The challenges facing the French market are reflected globally, though the maturity of each market changes the impact:

- United Kingdom: The UK saw an insurance gap between EVs and thermal vehicles of 39% in early 2024. However, thanks to the maturation of the repair sector, this has narrowed to 10–20% by late 2025. The Association of British Insurers (ABI) notes that repair costs remain 25% higher for EVs, but the gap is closing as workshops gain expertise.
- Germany: The GDV (the German Insurance Federation) reports that while EVs declare 20% fewer accidents, each accident is 25% more expensive. Consequently, German "Vollkasko" (comprehensive) premiums remain 15–25% higher for EVs, a trend that has remained steady throughout 2025.
Counter-Arguments: The Nuances of the EV Profile
Despite the higher premiums, it is essential to look at the full picture. There are several factors that favor the EV owner:
- Reduced Theft Risk: Electric vehicles are equipped with sophisticated, factory-integrated GPS and advanced connectivity. This makes them significantly harder to steal and easier to recover, leading to lower theft-related claims.
- Driving Habits: Demographic data suggests that EV owners tend to drive more cautiously and generally take shorter, urban-centric trips.

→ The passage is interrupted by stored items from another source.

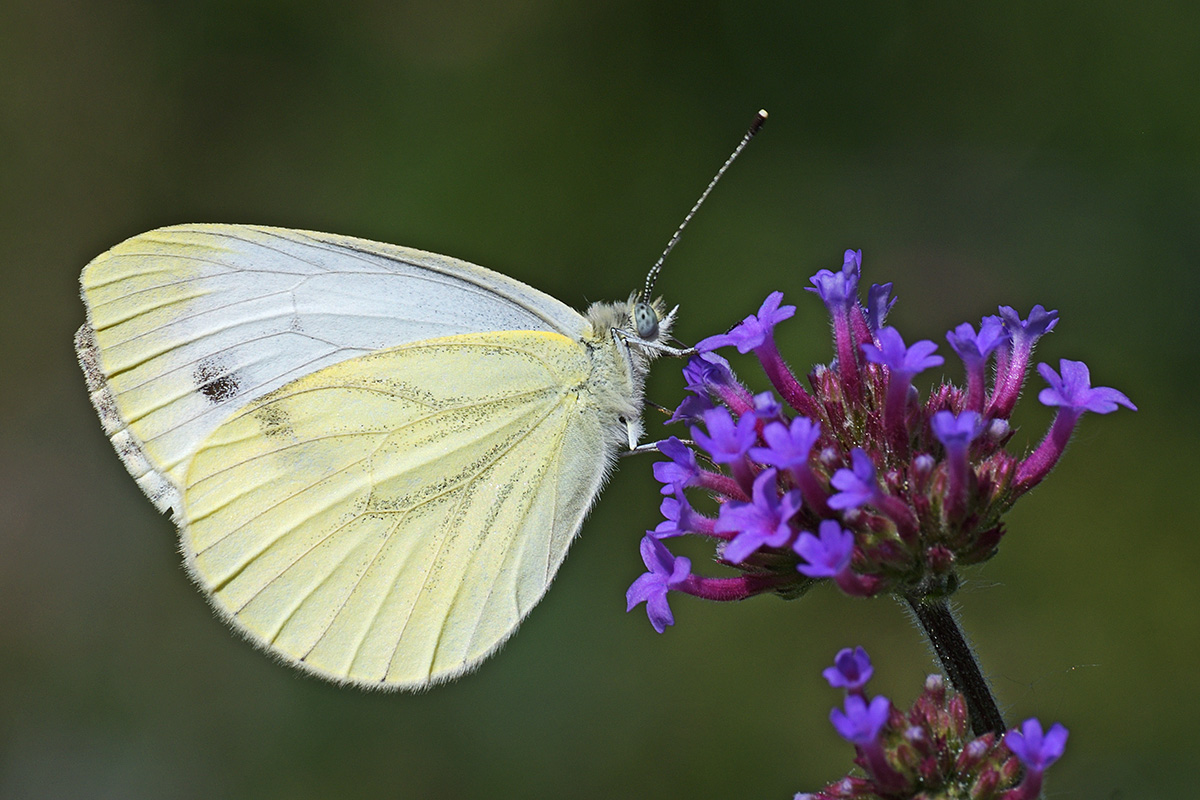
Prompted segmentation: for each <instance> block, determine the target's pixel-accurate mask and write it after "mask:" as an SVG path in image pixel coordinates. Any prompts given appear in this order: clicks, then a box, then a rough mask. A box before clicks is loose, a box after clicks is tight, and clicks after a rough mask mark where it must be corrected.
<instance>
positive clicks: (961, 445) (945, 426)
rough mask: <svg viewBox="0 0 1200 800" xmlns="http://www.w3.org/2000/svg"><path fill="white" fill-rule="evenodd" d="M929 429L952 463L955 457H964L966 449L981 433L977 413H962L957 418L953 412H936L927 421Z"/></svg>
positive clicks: (982, 426)
mask: <svg viewBox="0 0 1200 800" xmlns="http://www.w3.org/2000/svg"><path fill="white" fill-rule="evenodd" d="M929 427H930V428H932V431H934V435H935V437H937V440H938V441H941V443H942V445H943V446H944V447H946V452H947V453H949V455H950V459H952V461H953V459H954V458H955V456H956V455H960V453H961V455H962V456H965V455H966V452H967V447H970V446H971V443H972V441H974V440H976V437H978V435H979V434H980V433H982V432H983V425H982V423H980V417H979V413H978V411H962V413H961V414H959V415H958V416H955V415H954V411H938V413H937V414H935V415H934V416H932V419H931V420H930V421H929Z"/></svg>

- Coverage Bias: It is important to note that 88% to 93% of EV owners choose "all-risk" insurance, compared to only 44–54% for gasoline car owners. This statistical skew makes the average EV premium look higher, as it includes more comprehensive coverage than the average gasoline policy.
Future Outlook: Will the Gap Close?
The current insurance premium gap is not necessarily permanent. Several factors suggest a future convergence:
- Falling Battery Costs: Battery prices have dropped from $400/kWh in 2012 to roughly $115/kWh by the end of 2024, with projections falling toward $80/kWh by 2026. This reduces the "total loss" risk.

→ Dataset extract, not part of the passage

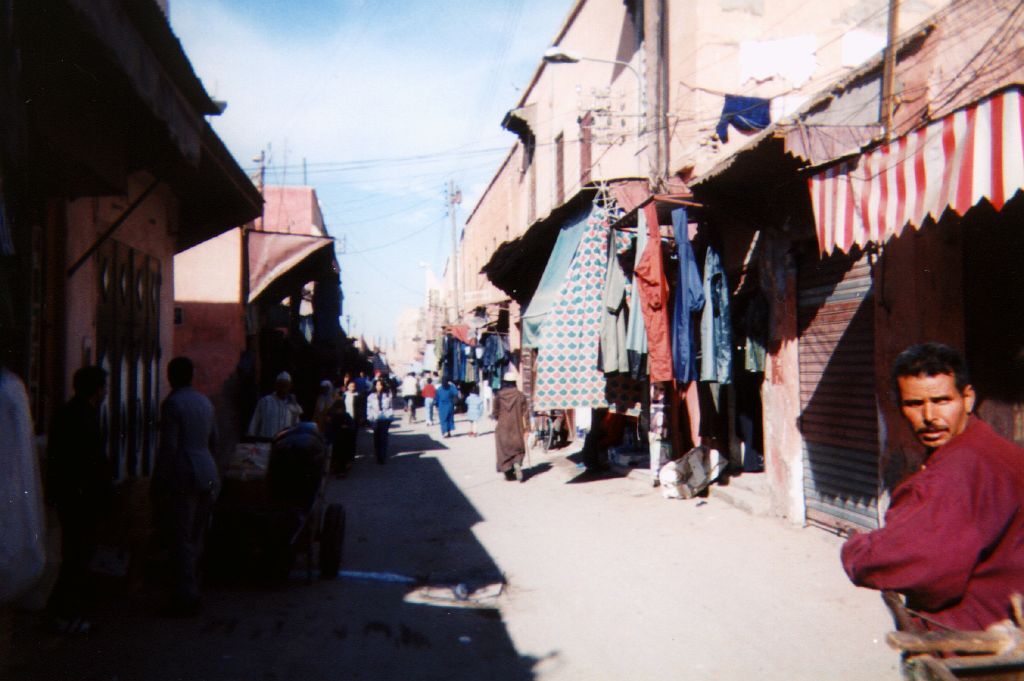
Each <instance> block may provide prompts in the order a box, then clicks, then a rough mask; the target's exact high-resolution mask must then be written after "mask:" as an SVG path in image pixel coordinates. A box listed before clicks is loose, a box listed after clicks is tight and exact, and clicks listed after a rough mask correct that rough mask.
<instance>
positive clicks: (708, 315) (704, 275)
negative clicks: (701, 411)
mask: <svg viewBox="0 0 1024 681" xmlns="http://www.w3.org/2000/svg"><path fill="white" fill-rule="evenodd" d="M703 297H705V308H703V312H701V314H700V380H701V381H713V382H715V383H722V384H725V383H730V382H731V381H732V322H731V318H730V313H729V284H728V281H727V280H726V278H725V270H723V269H722V259H721V258H720V257H719V255H718V252H717V251H716V250H715V249H714V248H712V247H711V246H709V247H708V253H707V254H706V255H705V275H703Z"/></svg>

- Increased Repair Competency: As more mechanics receive specialized training for high-voltage systems, the reliance on expensive "official manufacturer repairs" will decrease, allowing for more competitive pricing in the aftermarket.
- Repairability Indices: Organizations like France Assureurs are working on a "Repairability Index." By pressuring manufacturers to design cars that are easier and cheaper to fix, the industry hopes to lower the long-term insurance burden.
Practical Advice: How to Optimize Your EV Insurance
If you are currently looking to insure an electric vehicle, don’t just accept the first quote. Follow these strategies to mitigate the costs:
- Compare Before You Buy: Use online comparison tools to check premiums before signing a vehicle purchase contract. A Renault Zoe may cost significantly less to insure than a Tesla Model 3 due to differences in repair costs and parts availability.
- Shop Around for EV-Specific Offers: Many insurers have introduced "Electric Bonus" packages. These may offer lower premiums, specialized assistance for charging station failures, or specific coverage for the battery pack.
- Consider Telematics ("Pay-as-you-drive"): If you are a low-mileage driver, take advantage of the fact that EVs are already connected. Insurance policies that track your mileage can result in significant annual savings.
- Audit Your Coverage: Ensure that your battery is explicitly covered in your contract, especially if you are in a leasing (LOA/LLD) agreement. Some basic policies exclude the battery if it is not owned by the driver, which could leave you financially exposed in an accident.
Conclusion
While the "green transition" has hit a bump in the road regarding insurance costs, the current 9% to 16% surcharge for electric vehicles is largely a result of structural market adjustments—specifically the loss of tax exemptions and the infancy of the specialized repair ecosystem. As the technology matures and the automotive industry continues to standardize EV production, these costs are likely to normalize. For now, being a savvy consumer—comparing quotes, choosing a repair-friendly vehicle, and understanding your coverage—remains the most effective way to enjoy the benefits of electric mobility without breaking the bank.